As she sits to pass the time, the times of memory passes by. Drinking coffee and smoking away seconds just to relieve the pain inside only for a brief moment. It always comes back, and when it does it hits harder. His name keeps running through her mind like a painful torture trap without solace. Walking through a daze, all faculties work, yet the brain just can't break out of the shackles. Day by day, pain by pain. Hope only keeps the spirit going, hoping that it won't go away.

Today was a good day with a mate, then straight for a coffee to reassess my day (the place where I took this photo). Off to a soul destroying shopping mall to hopefully find something to buy. The only thing I bought was a steak from the food court.

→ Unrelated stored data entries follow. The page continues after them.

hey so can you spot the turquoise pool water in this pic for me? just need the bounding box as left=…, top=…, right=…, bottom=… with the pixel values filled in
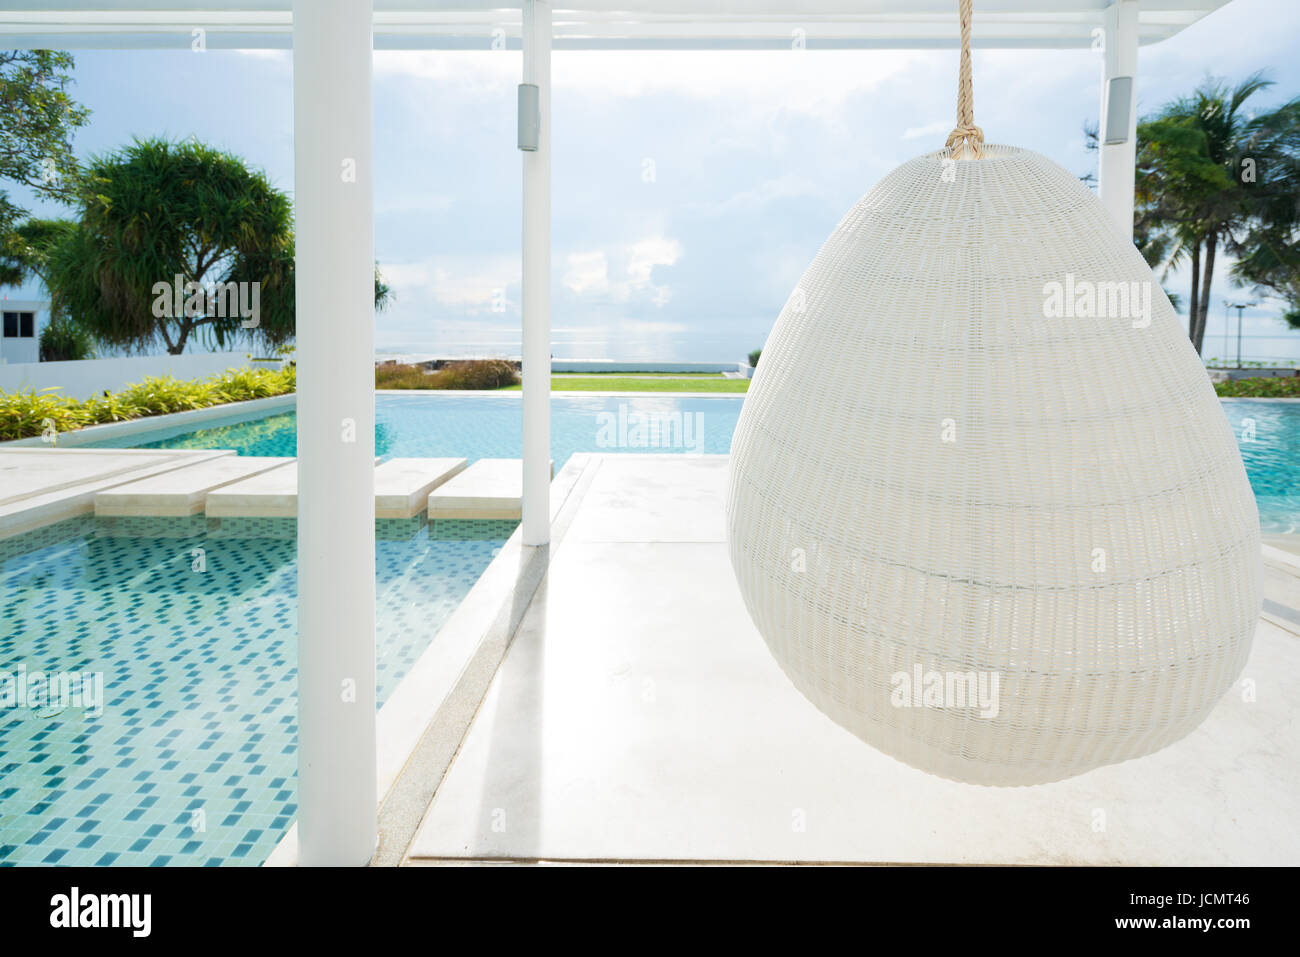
left=91, top=393, right=1300, bottom=532
left=1220, top=400, right=1300, bottom=535
left=87, top=393, right=738, bottom=463
left=0, top=514, right=514, bottom=866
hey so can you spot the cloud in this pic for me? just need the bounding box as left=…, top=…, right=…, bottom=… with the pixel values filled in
left=431, top=267, right=513, bottom=311
left=626, top=236, right=682, bottom=285
left=381, top=255, right=520, bottom=313
left=374, top=50, right=517, bottom=98
left=690, top=174, right=822, bottom=216
left=563, top=250, right=610, bottom=296
left=902, top=120, right=952, bottom=140
left=564, top=236, right=682, bottom=306
left=374, top=49, right=919, bottom=121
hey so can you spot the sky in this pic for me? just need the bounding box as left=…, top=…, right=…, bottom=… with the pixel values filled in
left=6, top=0, right=1300, bottom=363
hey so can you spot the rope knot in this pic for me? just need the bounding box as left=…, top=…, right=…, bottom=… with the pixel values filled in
left=945, top=123, right=985, bottom=160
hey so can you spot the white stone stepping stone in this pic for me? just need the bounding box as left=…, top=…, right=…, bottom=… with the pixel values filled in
left=94, top=455, right=294, bottom=517
left=374, top=457, right=468, bottom=519
left=428, top=458, right=553, bottom=520
left=0, top=448, right=230, bottom=538
left=0, top=448, right=220, bottom=506
left=206, top=457, right=461, bottom=518
left=204, top=460, right=300, bottom=518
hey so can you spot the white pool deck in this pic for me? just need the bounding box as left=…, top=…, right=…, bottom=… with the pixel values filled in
left=396, top=454, right=1300, bottom=866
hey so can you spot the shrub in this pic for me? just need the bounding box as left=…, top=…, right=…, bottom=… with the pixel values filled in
left=430, top=359, right=519, bottom=390
left=1214, top=375, right=1300, bottom=398
left=0, top=364, right=296, bottom=441
left=748, top=349, right=761, bottom=368
left=0, top=388, right=92, bottom=440
left=375, top=362, right=437, bottom=389
left=375, top=359, right=519, bottom=390
left=39, top=318, right=96, bottom=361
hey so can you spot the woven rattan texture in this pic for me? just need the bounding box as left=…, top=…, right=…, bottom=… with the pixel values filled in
left=726, top=145, right=1261, bottom=786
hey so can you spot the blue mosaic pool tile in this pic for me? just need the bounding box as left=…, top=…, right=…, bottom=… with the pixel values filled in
left=0, top=512, right=513, bottom=867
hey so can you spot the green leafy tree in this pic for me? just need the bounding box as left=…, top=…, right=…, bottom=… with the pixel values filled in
left=48, top=138, right=295, bottom=354
left=1135, top=74, right=1300, bottom=353
left=47, top=137, right=394, bottom=355
left=1227, top=100, right=1300, bottom=327
left=0, top=216, right=75, bottom=288
left=374, top=263, right=393, bottom=312
left=1, top=218, right=92, bottom=359
left=1234, top=235, right=1300, bottom=327
left=0, top=51, right=90, bottom=238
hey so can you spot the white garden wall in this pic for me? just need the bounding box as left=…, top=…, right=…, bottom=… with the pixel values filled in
left=0, top=350, right=256, bottom=399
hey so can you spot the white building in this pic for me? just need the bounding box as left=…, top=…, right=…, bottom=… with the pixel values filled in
left=0, top=299, right=46, bottom=365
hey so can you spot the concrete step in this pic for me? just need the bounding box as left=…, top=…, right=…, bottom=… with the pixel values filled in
left=206, top=457, right=466, bottom=519
left=0, top=448, right=231, bottom=538
left=428, top=458, right=553, bottom=521
left=375, top=457, right=468, bottom=518
left=94, top=455, right=294, bottom=517
left=203, top=460, right=299, bottom=518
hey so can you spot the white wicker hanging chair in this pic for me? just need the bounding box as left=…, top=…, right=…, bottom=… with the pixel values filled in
left=726, top=2, right=1260, bottom=786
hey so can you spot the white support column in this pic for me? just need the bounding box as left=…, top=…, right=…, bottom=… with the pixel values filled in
left=521, top=0, right=552, bottom=546
left=292, top=0, right=377, bottom=866
left=1099, top=0, right=1139, bottom=240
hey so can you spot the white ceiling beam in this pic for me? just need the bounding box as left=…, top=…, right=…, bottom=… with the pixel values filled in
left=0, top=2, right=1233, bottom=50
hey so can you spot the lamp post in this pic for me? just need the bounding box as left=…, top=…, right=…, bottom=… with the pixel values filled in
left=1226, top=301, right=1257, bottom=369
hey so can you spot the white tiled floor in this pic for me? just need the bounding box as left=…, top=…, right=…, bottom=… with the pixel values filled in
left=408, top=454, right=1300, bottom=865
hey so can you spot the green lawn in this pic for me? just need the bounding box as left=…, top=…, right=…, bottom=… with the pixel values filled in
left=547, top=370, right=726, bottom=376
left=501, top=375, right=750, bottom=393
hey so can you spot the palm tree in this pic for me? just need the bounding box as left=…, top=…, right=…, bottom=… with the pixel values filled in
left=1228, top=98, right=1300, bottom=327
left=1135, top=73, right=1300, bottom=354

This is my last day of my holidays and I wanted so bad to do something amazing, but I went straight home after the mall, accepted the fact that it was going to be like this, then went straight to the gym to hopefully increase my longevity, then bought healthy food to prolong the hope even more. Got the washing done, my bike repaired and borrowed films (to which I owe my passion to aside from music) just to see how amazing people can create something out of nothing. I saw Ridley Scott's The Counselor which was very good in my opinion. A killer cast with a crazy script (a little pretentious for some but true for me). It was so stylish and amazing that it made me feel extremely low and insecure. I want to make 20 million but not in that fashion and seeing these unrealistic expectations just makes me feel stupid. But as the script in the film said, I have made my choice and am living in the world to which I have already created. Tough luck.

I will make my choices for the future and I will grow stronger everyday, nothing is going to stop me, because I am I.